「体が覚えている」状態になるために大事なのは「脳」

私が以前スキー1級検定を受けたときには、滑る前にコブや斜面の広がりを眺めて、「ここはこう滑る」と自分の滑るラインとその各所のかわし方をイメージしてから滑るようにと指導を受けた。このほうが、いきなり体当たりするよりもはるかに滑りやすく、万が一バランスを崩したときにも素早く対応ができるものだ。

他のスポーツでも同様だ。例えば、サッカーをイメージしてみよう。

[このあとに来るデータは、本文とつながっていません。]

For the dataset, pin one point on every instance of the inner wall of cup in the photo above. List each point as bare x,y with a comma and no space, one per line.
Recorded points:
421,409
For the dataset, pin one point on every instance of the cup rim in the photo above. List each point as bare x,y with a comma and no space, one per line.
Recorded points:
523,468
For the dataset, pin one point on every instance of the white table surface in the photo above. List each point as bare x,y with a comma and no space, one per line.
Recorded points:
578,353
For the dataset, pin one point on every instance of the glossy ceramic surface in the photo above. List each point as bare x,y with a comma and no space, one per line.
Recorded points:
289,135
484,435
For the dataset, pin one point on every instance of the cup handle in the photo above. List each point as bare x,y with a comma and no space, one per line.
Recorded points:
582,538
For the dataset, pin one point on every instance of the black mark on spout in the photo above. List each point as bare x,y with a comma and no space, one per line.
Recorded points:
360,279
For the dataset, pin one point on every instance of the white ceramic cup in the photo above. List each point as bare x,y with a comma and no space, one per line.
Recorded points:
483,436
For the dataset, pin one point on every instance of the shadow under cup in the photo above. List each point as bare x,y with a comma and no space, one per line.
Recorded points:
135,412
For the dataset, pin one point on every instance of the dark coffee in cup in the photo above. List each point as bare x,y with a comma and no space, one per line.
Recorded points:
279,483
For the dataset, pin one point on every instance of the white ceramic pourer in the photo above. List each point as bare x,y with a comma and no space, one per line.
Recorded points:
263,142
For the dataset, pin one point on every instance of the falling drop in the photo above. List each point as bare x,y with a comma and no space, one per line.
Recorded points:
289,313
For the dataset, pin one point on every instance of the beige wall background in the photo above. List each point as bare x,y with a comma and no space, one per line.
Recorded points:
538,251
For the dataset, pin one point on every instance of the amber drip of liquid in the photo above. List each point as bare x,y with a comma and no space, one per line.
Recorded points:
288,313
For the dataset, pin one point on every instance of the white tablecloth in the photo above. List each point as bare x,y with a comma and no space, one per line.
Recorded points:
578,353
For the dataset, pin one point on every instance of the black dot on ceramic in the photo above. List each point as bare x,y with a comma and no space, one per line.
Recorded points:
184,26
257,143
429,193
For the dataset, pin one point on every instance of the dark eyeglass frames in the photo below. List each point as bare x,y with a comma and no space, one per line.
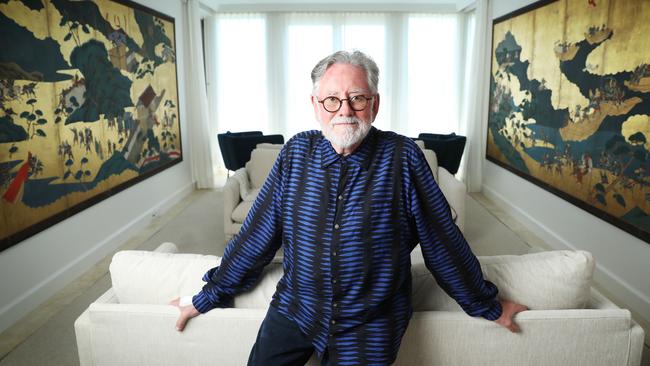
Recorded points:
357,103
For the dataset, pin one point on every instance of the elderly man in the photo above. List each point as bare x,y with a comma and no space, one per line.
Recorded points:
348,203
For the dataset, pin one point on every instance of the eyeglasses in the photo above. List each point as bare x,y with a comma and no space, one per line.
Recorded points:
357,103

シュートを決める場面ばかり思い描くのではなく、一連のプレーのイメージを頭に思い浮かべる。ペナルティーエリアの手前でボールを受けて、ドリブルで相手チームの1人をかわしたら、キーパーの脇を抜けてシュートを打つ……と、こんな具合だ。

メンタルリハーサルが生かされているのはスポーツばかりでない。ピアニストの辻井伸之さんは、目が見えないながらも素晴らしい演奏をし、ヴァン・クライバーン国際ピアノコンクールで優勝した。子供の頃には、コンクールで金賞を受賞するところまでリハーサルするなど、心理的に“勝てる”という訓練をしていたそうだ。

では、これを私たちのビジネスの場に応用してみよう。

大切なのは「こうありたい自分」を思い描くこと

「メンタルリハーサル」では、あらかじめその場面を思い浮かべ、そのイベントの流れを頭の中でなぞっておく。慣れない環境でトラブルがあったときにも、どう対応するかを想像し、うまく切り抜けたイメージを作りあげておくといい。これで、突発的に起きた問題にもすぐに対処できるようになる。

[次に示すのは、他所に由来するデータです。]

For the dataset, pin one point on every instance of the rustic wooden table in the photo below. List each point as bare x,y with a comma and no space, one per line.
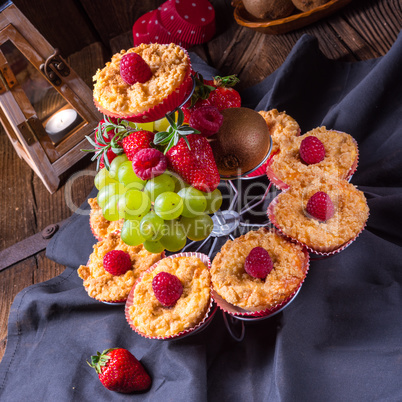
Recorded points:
362,30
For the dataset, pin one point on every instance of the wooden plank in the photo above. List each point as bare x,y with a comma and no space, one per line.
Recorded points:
65,25
112,19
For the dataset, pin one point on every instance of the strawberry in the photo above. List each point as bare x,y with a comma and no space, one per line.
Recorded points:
193,160
133,69
114,137
311,150
216,92
320,206
258,263
118,370
117,262
189,154
136,141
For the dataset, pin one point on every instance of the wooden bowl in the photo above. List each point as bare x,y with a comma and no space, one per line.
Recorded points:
287,24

まずは、できるだけ「本番に近いイメージ」で「ポジティブな場面を思い浮かべる」と効果が高い。大切なのは「こうありたい」という姿を具体的に思い描くこと。例えば、人前で話す自分をイメージしながらプレゼン内容をシミュレーションし、質問に答えられないときにも上手に対応して商談をまとめる……など。

現実の場面同様に頭の中でリハーサルをするのは、案外と労力がいるものだし、体を動かさない分慣れないと難しい作業でもある。しかし実際に体を動かす時とは違う思考をすることで、むしろ自分のやるべきことが整理されてくるだろう。

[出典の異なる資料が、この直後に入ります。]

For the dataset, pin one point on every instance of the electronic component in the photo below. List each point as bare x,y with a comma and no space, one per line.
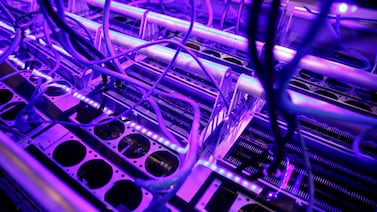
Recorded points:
188,105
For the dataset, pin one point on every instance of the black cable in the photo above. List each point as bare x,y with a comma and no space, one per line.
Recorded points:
252,37
225,13
61,24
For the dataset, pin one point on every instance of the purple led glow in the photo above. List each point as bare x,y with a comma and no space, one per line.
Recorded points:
231,176
344,8
158,138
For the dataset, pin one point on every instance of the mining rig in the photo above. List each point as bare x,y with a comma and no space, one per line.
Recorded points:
188,105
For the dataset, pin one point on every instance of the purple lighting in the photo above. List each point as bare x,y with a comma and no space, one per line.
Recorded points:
344,8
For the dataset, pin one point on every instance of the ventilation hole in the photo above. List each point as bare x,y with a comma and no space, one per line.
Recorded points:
95,173
120,18
34,79
211,52
136,146
193,46
233,60
367,95
252,207
299,84
5,96
69,153
57,91
335,84
12,109
124,194
32,64
110,131
4,44
359,105
311,76
161,163
327,94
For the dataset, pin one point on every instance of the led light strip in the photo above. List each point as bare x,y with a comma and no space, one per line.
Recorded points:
253,187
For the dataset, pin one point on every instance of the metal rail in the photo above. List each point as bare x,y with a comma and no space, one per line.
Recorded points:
316,64
50,192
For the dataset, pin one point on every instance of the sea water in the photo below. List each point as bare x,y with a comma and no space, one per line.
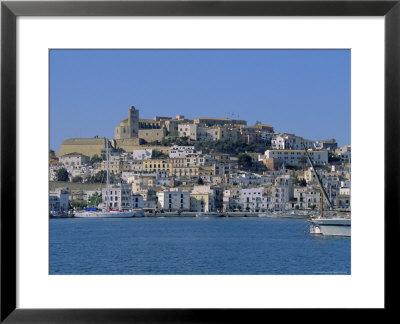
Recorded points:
193,246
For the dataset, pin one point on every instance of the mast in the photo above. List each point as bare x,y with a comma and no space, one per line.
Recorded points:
108,176
317,176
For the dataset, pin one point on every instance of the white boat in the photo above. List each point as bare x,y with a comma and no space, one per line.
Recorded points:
269,215
329,224
138,212
109,212
210,214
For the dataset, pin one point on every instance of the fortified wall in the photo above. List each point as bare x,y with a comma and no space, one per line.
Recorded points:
85,146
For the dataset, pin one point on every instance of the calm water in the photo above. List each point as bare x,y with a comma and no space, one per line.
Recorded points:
193,246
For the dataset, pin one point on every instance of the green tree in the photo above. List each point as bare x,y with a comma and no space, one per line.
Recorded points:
95,199
62,174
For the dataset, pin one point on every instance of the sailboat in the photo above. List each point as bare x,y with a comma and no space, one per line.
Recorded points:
108,211
331,223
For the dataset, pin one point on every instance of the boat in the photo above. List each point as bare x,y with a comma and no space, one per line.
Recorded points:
333,223
138,212
56,214
332,226
107,211
210,214
296,214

もう一つ、自分を落ち着かせるために効果的な動作として、一部の心理学説で「アンカリング」と呼ばれるものがある。

これは成功のイメージを想起させる一連の動作を決めておき、その通りになぞるというもの。例えば、イチロー選手が決まった足からバッターボックスに入り、バットをかまえて袖をひっぱる一連の動作や、ラグビー日本代表の五郎丸歩選手がボールを蹴る前の決まった動作などは有名だ――。